Authors: Cloud Security Alliance AI Safety Initiative
Published: 2026-05-02

Categories: AI Security, Policy and Regulation, AI Supply Chain Security, Intellectual Property Protection

NSTM-4: US Policy Response to AI Model Distillation Attacks

Key Takeaways

On April 23, 2026, the White House Office of Science and Technology Policy (OSTP) issued Memorandum NSTM-4, “Adversarial Distillation of American AI Models,” the first US government policy instrument to formally classify systematic capability extraction from frontier AI systems as a national security threat [1][2].
Anthropic’s February 2026 disclosure documented that three Chinese AI laboratories — DeepSeek, Moonshot AI, and MiniMax — conducted simultaneous but apparently independent extraction campaigns against Claude models using approximately 24,000 fraudulent accounts and, according to contemporaneous media reporting, more than 35,000 API keys, generating over 16 million exchanges over the course of those campaigns, with MiniMax running the largest individual operation [3][4].
A compounding risk beyond intellectual property theft is safety alignment stripping: models trained purely on the outputs of frontier systems may replicate reasoning capabilities while discarding the safety properties that are harder to transfer through distillation [5][6].
H.R. 8283, the Deterring American AI Model Theft Act of 2026 (introduced April 2026 and in committee as of this writing), would direct Commerce Department sanctions under IEEPA — including asset freezes and Entity List designations — against entities using improper query-and-copy techniques, with a 180-day assessment and 210-day enforcement timeline if enacted [7][8].
Enterprises procuring or deploying AI systems must now treat model provenance, vendor attestation practices, and API governance as first-class elements of AI risk programs, as federal compliance provisions and potential supply chain exposure converge around the distillation threat [9][10].

Background

Knowledge distillation is a well-established and legitimate machine learning technique in which a smaller “student” model is trained to approximate the behavior of a larger, more capable “teacher” model. Used responsibly, it enables researchers and engineers to compress expensive frontier models into efficient, deployable versions — a practice widely used by AI laboratories to create on-device and inference-optimized variants of their own systems. The technique is publicly documented, academically studied, and is a standard technique in practical AI deployment. Nothing in NSTM-4 or the associated legislation targets legitimate distillation; the policy concern is narrow and specific: covert, large-scale extraction campaigns conducted without authorization, in violation of terms of service, and using infrastructure designed to defeat detection [2][11].

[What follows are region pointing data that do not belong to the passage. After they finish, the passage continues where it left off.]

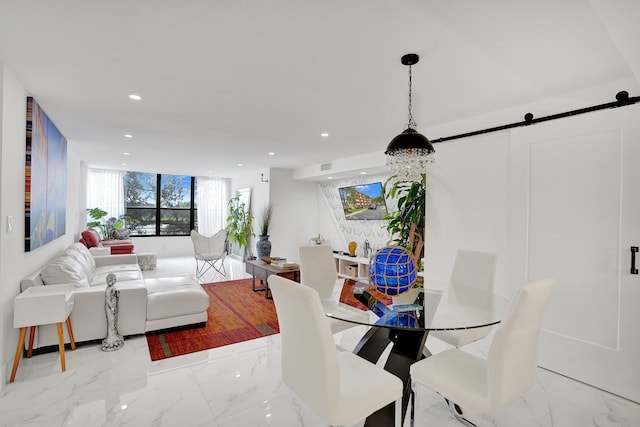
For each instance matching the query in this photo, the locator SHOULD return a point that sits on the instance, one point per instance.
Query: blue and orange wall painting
(45, 179)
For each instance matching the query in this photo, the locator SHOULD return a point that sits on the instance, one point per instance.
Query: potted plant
(239, 223)
(263, 245)
(410, 213)
(107, 227)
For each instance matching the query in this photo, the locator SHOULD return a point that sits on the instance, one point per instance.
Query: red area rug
(236, 314)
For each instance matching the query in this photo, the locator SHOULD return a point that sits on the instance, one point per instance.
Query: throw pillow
(121, 234)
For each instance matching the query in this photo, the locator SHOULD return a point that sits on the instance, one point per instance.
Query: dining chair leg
(456, 410)
(413, 405)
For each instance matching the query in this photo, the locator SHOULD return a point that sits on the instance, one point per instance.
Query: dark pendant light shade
(409, 153)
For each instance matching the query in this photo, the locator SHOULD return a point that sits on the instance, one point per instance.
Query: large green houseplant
(239, 223)
(411, 198)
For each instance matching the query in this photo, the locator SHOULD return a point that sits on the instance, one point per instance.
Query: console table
(262, 271)
(42, 305)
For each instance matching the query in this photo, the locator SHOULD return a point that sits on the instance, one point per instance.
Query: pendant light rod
(622, 100)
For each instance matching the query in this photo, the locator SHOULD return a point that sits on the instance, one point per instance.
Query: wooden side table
(262, 271)
(42, 305)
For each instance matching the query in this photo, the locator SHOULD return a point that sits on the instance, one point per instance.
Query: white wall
(15, 263)
(295, 213)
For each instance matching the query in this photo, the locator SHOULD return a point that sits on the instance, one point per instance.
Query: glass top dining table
(404, 321)
(437, 305)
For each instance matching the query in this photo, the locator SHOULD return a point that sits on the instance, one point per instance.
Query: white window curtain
(105, 190)
(212, 196)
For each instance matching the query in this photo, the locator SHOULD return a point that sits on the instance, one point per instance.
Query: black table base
(407, 349)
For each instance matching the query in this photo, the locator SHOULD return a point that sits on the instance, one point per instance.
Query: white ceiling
(226, 82)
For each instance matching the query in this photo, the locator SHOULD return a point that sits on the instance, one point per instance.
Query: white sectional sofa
(144, 304)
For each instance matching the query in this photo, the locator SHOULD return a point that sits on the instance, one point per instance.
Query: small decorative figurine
(114, 340)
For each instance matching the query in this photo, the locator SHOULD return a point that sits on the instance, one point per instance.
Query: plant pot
(263, 246)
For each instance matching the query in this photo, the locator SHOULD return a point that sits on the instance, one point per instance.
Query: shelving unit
(352, 267)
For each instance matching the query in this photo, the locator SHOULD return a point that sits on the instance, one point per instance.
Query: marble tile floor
(240, 386)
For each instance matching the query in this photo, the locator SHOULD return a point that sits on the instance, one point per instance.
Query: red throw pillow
(90, 238)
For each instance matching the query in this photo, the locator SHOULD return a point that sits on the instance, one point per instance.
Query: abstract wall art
(45, 179)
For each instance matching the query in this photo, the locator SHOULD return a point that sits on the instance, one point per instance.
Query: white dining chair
(471, 269)
(318, 271)
(340, 387)
(488, 385)
(210, 252)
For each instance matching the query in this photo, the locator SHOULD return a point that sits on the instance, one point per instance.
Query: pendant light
(409, 153)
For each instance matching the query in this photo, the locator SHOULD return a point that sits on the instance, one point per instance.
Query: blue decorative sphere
(392, 270)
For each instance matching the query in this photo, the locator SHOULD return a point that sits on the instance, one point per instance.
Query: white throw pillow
(65, 270)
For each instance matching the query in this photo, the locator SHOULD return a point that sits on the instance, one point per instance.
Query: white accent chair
(318, 271)
(210, 252)
(474, 270)
(340, 387)
(488, 385)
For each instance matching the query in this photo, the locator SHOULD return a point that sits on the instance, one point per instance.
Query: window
(160, 205)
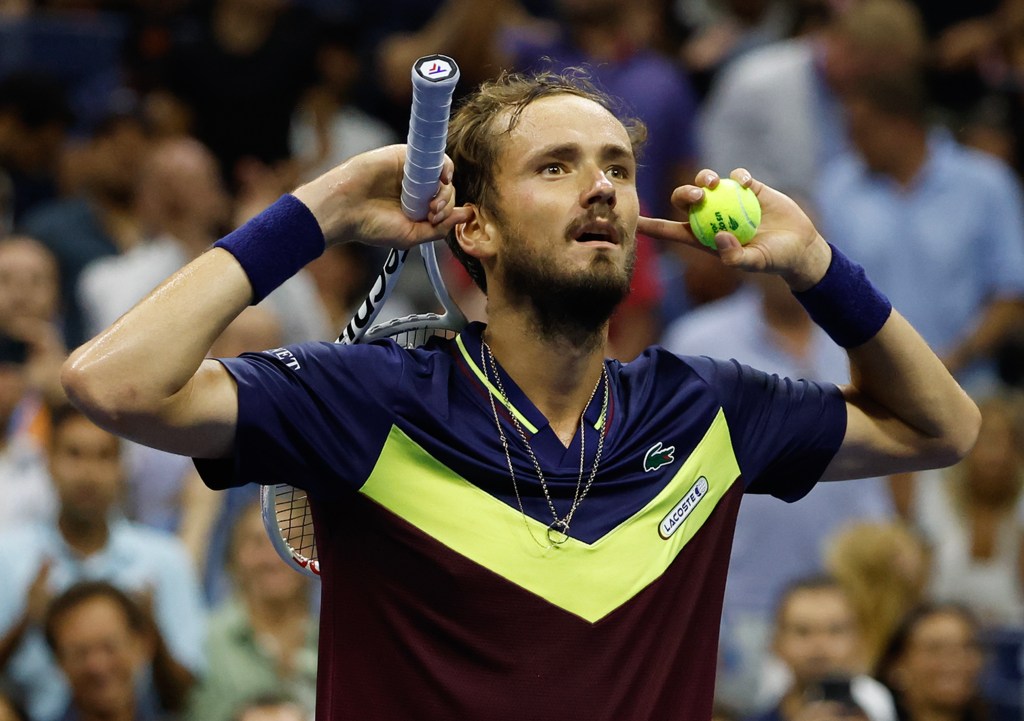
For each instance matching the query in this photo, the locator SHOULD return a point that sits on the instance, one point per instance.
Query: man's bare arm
(905, 412)
(146, 377)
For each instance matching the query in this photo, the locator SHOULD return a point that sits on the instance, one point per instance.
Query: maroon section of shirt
(412, 630)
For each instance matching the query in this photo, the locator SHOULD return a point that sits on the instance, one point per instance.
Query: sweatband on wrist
(275, 245)
(845, 304)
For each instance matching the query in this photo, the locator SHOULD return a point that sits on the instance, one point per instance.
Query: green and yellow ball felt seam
(728, 207)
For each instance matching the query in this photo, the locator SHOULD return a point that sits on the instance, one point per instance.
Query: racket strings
(295, 521)
(294, 517)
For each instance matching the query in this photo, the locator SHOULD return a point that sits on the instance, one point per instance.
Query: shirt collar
(516, 403)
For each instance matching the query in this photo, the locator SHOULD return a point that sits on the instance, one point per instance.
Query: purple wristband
(274, 245)
(845, 303)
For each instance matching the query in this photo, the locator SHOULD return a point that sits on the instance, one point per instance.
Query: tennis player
(511, 526)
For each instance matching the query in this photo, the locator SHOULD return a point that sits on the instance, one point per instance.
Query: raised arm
(146, 377)
(904, 411)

The geopolitical context for the memorandum has been developing for more than a year. OpenAI first alleged, in a February 12, 2026 memo to the House Select Committee on China, that accounts associated with DeepSeek employees had deliberately circumvented OpenAI’s access controls through obfuscated third-party routers and programmatically extracted model outputs for distillation purposes [12]. Within two weeks, Anthropic published its own disclosure documenting a more extensively instrumented campaign — three distinct Chinese laboratories operating simultaneously, with different query volumes, prompt styles, and evasion techniques [3]. Those February disclosures provided the evidentiary basis that shaped NSTM-4.

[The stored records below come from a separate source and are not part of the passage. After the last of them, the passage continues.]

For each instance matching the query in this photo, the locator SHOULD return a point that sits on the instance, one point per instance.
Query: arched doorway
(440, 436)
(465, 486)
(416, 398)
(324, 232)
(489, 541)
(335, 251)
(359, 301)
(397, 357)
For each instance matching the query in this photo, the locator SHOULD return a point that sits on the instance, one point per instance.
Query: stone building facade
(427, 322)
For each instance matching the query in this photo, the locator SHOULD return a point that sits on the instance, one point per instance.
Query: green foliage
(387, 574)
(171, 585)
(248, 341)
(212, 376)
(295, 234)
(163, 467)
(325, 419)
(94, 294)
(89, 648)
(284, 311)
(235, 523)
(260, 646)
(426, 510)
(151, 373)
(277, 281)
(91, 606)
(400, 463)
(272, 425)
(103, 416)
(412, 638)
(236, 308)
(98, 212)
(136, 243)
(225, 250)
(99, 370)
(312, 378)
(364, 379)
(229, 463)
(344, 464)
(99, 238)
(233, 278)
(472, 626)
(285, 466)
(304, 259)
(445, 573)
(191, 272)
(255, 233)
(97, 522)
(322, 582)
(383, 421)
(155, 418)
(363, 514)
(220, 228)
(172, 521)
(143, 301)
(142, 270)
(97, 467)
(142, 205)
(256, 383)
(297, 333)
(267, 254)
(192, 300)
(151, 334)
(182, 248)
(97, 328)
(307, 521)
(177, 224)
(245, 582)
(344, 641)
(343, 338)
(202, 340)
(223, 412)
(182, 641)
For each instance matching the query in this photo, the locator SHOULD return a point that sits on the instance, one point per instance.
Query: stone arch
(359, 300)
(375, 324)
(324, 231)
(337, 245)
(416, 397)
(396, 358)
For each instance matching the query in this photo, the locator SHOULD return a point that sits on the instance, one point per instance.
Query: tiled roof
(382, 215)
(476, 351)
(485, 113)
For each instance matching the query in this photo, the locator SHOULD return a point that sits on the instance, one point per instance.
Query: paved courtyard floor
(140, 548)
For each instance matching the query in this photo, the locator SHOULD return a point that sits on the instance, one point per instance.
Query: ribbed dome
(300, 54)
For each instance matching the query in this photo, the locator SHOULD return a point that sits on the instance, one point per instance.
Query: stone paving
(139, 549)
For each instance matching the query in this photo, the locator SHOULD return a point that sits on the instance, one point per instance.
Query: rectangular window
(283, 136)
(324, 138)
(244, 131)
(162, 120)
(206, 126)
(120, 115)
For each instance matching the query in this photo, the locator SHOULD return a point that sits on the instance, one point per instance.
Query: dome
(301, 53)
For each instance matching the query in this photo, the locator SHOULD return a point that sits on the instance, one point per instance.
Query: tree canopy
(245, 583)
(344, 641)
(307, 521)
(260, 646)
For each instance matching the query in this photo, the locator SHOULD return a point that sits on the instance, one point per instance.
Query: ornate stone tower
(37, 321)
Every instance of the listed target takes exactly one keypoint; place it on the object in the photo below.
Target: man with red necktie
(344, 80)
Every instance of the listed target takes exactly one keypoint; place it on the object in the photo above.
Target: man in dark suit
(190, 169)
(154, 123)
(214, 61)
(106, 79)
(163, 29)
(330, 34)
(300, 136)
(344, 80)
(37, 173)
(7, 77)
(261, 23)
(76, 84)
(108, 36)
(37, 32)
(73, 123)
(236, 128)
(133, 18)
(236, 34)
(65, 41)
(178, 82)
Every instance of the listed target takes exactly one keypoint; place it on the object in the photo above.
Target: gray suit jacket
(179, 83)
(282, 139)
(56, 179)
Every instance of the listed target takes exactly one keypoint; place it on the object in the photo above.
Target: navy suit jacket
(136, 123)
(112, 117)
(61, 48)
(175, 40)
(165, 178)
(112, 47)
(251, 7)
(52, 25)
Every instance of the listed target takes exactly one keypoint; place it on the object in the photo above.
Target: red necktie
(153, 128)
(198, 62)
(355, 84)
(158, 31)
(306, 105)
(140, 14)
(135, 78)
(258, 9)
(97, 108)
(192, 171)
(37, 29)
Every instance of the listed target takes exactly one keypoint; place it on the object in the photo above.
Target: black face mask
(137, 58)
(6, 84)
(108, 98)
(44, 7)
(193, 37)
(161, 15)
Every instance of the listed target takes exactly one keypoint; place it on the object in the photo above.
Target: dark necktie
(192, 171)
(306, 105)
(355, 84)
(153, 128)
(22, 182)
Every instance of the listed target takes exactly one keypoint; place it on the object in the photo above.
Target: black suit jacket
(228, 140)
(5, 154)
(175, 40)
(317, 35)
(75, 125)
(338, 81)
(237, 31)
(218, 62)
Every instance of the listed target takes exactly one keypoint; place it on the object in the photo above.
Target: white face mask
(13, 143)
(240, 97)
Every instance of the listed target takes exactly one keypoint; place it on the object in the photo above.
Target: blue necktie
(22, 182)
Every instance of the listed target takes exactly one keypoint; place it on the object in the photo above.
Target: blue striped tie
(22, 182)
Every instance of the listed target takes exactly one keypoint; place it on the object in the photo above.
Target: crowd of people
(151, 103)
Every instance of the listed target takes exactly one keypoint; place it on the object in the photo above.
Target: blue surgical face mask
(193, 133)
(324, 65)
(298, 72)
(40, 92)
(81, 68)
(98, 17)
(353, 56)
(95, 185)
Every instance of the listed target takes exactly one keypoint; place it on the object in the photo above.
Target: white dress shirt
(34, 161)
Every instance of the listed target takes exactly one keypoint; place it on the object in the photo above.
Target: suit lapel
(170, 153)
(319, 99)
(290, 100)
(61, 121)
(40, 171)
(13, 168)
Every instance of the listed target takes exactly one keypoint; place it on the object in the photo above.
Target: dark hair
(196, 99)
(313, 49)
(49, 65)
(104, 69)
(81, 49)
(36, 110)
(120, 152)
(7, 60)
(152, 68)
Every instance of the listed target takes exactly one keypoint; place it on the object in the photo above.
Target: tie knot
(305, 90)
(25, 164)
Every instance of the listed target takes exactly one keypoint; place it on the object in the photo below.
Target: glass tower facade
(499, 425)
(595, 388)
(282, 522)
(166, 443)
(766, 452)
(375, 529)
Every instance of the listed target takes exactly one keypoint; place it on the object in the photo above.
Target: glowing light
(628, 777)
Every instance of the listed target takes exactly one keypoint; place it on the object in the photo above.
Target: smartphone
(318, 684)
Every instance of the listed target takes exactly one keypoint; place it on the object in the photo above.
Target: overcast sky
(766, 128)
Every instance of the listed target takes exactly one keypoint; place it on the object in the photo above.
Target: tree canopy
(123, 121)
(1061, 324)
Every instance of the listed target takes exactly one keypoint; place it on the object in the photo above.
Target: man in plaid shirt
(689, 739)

DeepSeek released V4 on approximately April 24, 2026, claiming that its new model trails state-of-the-art frontier systems by only three to six months — a gap that would have seemed unlikely given DeepSeek’s acknowledged compute constraints two years prior [13][18]. DeepSeek’s V4 technical paper describes an approach called On-Policy Distillation (OPD), which draws on outputs from ten separate teacher models [18]. The timing of the White House memorandum closely follows these developments; the juxtaposition of a Chinese lab claiming near-frontier performance through multi-teacher distillation with US labs simultaneously alleging unauthorized extraction of their model outputs appears to have created the political and technical conditions for a formal government response.

Security Analysis

The Adversarial Distillation Technique

Adversarial distillation is a systematic process in which an attacker submits a large volume of carefully engineered queries to a target frontier model, collects the full responses, and uses those input-output pairs as training data for a competing model. The attack exploits an asymmetry inherent to AI service delivery: the outputs of a frontier model contain encoded representations of its capabilities, reasoning patterns, and knowledge, and those outputs are the only artifact the API must return to remain functional. Unlike traditional IP theft, which requires compromising source code or model weights, adversarial distillation extracts value through the public API interface, making conventional perimeter defenses insufficient [5][14].

At scale, attackers use several techniques to maximize extraction efficiency and evade detection. Prompt diversity campaigns submit systematically varied queries across domains, reasoning formats, and instruction styles to probe the full breadth of the target model’s capability surface. Chain-of-thought elicitation specifically targets responses that expose the model’s reasoning process, which is particularly valuable for training student models in advanced inference behaviors. Evasion infrastructure — including commercial proxy services, rotating residential IP addresses, and coordinated multi-account networks — spreads traffic across thousands of apparent users to defeat per-key and per-IP rate limits [3][6]. In the Anthropic campaigns, at least one proxy network simultaneously managed more than 20,000 fraudulent accounts, interleaving distillation traffic with unrelated API calls to reduce the signal-to-noise ratio in usage telemetry [3].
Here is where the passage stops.